Leblanc, however, continued to give Armstrong the benefit of the doubt after 1999 because no scientific evidence along the lines of L'Equipe's report had been produced concerning the six other Tours he won.

"From 2000 to 2005 we can imagine that if tests were carried out on Armstrong's urine, nothing would be found," Leblanc said. Barring Leblanc, support and scepticism about L'Equipe's report has been mapped out along the usual lines of those who already felt Armstrong had no case to answer and those believing the accusations represent the most compelling evidence yet of his guilt.

While in France, polls among cycling fans and reports of reactions amongst local riders, the already unpopular American generally gets the thumbs down, outside the country, Armstrong's case is mostly upheld by bike riders.

That includes the Swiss rider Alex Zülle and the Spaniard Fernando Escartin, who were second and third in the 1999 Tour.

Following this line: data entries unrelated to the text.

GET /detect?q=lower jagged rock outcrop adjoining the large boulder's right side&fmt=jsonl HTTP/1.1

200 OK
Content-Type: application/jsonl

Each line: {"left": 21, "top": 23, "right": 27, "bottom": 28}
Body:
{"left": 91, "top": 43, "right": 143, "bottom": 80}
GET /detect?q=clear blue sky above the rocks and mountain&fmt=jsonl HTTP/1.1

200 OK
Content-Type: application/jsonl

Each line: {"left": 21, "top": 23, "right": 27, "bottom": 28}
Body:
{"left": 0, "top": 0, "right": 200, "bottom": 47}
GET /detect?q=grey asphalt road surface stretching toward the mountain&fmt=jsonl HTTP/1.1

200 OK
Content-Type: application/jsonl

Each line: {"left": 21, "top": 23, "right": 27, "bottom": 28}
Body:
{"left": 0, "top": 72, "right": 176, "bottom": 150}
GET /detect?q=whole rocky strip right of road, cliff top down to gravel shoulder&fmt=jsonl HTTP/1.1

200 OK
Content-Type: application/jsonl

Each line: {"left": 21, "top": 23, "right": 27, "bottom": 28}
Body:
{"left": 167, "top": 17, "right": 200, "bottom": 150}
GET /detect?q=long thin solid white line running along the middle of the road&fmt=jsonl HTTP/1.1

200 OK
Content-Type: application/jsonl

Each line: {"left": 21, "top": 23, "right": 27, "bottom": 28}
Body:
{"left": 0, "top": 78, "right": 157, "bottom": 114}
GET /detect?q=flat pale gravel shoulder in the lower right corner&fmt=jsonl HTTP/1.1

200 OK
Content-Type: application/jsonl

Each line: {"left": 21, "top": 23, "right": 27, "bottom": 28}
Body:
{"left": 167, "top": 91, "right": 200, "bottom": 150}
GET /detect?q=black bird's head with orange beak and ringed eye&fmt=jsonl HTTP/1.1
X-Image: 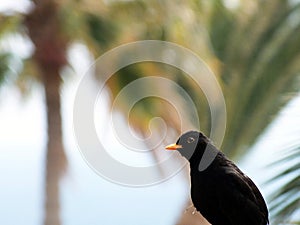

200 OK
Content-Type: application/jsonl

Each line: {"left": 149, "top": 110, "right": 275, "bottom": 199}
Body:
{"left": 166, "top": 131, "right": 210, "bottom": 160}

Further afield, though, a large percentage of the United States media believes that L'Equipe's investigation is fuelled by underlying nationalism. "They [the French] don't mind us when we're buying their wine or storming German pillboxes," wrote Mike Lopresti in USA Today on Wednesday.

"But... they have never been able to accept their sporting jewel being dominated by an American. Somebody's wrong and let's hope it's not Lance," Lopresti concludes.

However, for the French at least, and for the director of the event that hope is close to being extinguished.